Le patrimoine culturel de l’eau : renouer avec les rivières à travers l’art

Alors que le programme d’arts flottants du Pavillon européen 2024 se prépare à mettre le cap sur Lisbonne après avoir traversé quatre des plus grands fleuves du continent, Water Matters examine des exemples de projets culturels flottants visant à reconnecter les citoyens avec les rivières.

Les 7, 8 et 9 novembre, des dizaines d’artistes internationaux se réuniront pour trois jours de festivités créatives entre le vieux port de Beato et Quinta Alegre, un complexe socioculturel de Lisbonne, dans le cadre du Pavillon européen 2024, « Liquid Becomings ». .

Le Pavillon européen est un programme artistique organisé tous les deux ans par la Fondation culturelle européenne. Cette année, « Liquid Becomings », produit par Espaço Agora Now en partenariat avec FLOW, MS-Fusion, Teatro Meia Volta et United Artist Labour, a remporté l’appel à propositions curatoriales ouvert aux organisations culturelles de toute l’Europe.

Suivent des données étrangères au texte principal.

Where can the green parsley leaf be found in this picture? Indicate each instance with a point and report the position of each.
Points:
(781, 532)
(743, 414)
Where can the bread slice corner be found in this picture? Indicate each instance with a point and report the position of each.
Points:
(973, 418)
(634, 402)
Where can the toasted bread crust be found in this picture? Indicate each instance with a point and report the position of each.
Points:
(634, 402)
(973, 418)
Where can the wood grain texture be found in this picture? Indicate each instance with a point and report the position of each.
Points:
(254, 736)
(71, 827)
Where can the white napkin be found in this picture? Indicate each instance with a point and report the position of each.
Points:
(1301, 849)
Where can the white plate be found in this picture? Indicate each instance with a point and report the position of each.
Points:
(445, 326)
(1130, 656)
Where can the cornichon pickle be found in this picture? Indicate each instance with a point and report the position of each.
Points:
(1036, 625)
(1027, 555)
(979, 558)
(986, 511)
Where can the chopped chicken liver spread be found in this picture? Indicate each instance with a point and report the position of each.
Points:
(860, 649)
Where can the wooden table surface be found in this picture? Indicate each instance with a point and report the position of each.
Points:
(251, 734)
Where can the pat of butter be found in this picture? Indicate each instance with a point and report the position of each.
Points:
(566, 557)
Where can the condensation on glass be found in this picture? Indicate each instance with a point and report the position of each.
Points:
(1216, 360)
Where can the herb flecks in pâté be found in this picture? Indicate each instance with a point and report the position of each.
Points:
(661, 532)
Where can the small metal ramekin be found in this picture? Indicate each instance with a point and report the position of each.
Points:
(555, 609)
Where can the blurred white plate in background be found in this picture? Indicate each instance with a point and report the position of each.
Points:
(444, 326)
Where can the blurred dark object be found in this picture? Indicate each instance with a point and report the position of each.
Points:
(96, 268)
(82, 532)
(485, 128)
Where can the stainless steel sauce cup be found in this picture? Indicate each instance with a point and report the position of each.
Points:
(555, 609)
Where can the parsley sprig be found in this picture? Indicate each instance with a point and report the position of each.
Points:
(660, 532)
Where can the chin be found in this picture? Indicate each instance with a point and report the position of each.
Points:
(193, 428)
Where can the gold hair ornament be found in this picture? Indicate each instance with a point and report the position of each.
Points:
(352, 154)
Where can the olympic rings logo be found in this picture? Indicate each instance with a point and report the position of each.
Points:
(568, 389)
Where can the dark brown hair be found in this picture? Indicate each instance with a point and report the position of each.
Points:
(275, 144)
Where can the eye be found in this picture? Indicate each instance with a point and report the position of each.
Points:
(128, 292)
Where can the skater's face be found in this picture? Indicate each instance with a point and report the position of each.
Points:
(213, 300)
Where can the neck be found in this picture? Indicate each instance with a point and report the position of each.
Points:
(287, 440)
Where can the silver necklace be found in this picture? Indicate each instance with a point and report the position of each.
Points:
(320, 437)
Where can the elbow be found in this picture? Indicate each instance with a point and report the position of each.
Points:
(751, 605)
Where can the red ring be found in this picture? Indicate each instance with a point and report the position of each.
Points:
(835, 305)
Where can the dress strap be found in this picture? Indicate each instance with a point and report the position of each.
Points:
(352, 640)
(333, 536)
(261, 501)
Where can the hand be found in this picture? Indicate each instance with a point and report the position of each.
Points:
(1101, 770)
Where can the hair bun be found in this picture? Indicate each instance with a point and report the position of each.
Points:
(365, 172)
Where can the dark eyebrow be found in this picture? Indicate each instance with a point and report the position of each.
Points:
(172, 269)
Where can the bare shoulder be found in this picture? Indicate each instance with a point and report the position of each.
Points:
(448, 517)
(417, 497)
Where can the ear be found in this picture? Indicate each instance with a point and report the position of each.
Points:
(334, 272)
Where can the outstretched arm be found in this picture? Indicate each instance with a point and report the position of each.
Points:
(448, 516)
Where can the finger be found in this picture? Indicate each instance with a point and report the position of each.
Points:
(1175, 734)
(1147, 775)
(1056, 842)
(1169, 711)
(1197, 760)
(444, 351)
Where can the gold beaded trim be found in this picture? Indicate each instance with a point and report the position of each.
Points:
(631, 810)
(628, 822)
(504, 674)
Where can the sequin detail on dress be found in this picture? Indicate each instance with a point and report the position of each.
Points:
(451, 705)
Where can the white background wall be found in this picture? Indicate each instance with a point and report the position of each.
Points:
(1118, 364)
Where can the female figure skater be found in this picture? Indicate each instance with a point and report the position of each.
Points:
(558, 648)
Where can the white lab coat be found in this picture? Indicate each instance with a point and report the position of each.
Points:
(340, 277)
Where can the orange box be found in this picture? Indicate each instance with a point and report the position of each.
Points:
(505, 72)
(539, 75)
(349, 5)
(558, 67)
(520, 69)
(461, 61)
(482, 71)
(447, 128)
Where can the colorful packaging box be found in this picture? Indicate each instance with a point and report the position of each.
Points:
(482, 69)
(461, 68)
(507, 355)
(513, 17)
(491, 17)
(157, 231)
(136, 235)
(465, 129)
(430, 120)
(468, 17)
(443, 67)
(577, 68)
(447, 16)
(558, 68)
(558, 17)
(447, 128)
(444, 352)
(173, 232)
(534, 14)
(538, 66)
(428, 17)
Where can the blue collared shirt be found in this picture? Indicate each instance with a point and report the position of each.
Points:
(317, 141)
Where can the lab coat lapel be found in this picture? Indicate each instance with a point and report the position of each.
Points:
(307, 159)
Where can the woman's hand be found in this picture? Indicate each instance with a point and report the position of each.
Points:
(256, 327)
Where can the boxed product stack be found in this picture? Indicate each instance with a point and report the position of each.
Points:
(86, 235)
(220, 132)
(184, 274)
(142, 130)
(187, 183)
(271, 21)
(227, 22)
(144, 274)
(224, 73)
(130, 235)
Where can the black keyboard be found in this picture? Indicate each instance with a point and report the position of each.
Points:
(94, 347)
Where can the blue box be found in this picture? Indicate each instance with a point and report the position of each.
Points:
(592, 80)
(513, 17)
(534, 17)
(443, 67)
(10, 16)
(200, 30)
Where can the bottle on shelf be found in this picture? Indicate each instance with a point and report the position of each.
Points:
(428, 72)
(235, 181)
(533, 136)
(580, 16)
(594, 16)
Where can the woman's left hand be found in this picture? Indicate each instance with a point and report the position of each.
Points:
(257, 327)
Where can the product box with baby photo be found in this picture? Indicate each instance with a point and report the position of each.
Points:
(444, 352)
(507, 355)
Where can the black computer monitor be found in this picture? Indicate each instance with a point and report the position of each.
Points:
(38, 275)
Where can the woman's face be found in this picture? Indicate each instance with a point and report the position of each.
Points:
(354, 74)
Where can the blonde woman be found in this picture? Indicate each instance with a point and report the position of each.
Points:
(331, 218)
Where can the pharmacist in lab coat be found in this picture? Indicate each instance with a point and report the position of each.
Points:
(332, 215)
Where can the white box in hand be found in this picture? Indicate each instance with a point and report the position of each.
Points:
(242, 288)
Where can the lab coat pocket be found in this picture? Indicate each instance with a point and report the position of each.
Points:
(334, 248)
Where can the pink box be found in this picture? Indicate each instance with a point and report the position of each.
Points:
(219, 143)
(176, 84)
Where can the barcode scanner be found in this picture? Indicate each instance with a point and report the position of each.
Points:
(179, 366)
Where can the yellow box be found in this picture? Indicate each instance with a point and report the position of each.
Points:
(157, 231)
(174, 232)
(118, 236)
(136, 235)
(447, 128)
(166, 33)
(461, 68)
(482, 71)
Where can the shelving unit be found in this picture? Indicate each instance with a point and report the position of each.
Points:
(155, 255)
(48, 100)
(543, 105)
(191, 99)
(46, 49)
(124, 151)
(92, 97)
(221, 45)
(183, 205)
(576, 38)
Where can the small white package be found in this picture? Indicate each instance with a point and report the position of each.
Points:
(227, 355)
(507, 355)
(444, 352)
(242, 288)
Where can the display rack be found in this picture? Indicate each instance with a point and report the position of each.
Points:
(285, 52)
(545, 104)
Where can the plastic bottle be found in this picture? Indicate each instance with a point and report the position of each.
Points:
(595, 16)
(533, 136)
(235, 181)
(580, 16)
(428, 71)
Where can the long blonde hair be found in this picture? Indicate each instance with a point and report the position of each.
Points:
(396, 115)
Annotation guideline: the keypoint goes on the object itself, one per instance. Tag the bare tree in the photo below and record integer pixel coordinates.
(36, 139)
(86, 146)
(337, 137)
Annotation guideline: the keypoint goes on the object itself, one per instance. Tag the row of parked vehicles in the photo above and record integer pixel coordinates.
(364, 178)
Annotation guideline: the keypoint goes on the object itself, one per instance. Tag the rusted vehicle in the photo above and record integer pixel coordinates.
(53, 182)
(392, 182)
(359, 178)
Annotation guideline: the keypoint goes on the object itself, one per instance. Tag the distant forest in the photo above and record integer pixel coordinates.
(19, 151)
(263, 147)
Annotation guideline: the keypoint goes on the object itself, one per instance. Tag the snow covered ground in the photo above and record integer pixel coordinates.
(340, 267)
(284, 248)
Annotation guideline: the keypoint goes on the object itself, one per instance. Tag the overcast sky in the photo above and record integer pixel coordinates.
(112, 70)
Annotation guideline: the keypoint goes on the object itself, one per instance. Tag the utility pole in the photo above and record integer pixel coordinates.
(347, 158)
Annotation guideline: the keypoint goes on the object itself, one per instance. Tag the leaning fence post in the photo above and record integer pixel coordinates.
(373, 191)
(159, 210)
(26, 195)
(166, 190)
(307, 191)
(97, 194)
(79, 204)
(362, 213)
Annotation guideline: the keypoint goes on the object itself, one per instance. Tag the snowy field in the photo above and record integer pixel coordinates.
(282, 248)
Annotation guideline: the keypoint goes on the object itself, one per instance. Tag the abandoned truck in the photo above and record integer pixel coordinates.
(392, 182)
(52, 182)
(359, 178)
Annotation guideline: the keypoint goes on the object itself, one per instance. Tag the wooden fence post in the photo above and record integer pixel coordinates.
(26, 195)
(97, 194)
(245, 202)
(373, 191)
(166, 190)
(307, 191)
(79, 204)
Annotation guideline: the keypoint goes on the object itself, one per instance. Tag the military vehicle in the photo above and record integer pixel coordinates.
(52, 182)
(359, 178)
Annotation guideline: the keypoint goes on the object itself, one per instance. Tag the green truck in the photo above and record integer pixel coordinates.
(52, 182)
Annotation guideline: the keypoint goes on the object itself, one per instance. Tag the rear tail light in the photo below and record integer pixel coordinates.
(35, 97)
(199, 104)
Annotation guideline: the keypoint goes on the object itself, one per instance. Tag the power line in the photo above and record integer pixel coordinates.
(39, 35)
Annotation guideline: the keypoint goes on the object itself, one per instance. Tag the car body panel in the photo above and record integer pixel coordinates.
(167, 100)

Le projet Liquid Becomings se compose de quatre voyages créatifs sur quatre fleuves européens
Le projet Liquid Becomings se compose de quatre voyages créatifs sur quatre fleuves européens

À Lisbonne, les artistes impliqués partageront les œuvres qu’ils ont créées au cours d’un voyage en bateau de 28 jours sur quatre des fleuves les plus emblématiques du continent : le Danube, le Tage, le Rhin et la Vistule.

Sur chaque bateau, des artistes partagent leurs créations artistiques et interagissent avec les riverains
Sur chaque bateau, des artistes partagent leurs créations artistiques et interagissent avec les riverains

A bord de chaque bateau, cinq artistes se sont penchés sur des thèmes tels que « Ruines et monstres », « Périmètres », « Ensemble » et « Corps et politique ». Les bateaux ont été conçus comme des plateformes d’art, mais aussi de rencontres et de débats pour réfléchir sur l’avenir de l’Europe et notre interconnectivité.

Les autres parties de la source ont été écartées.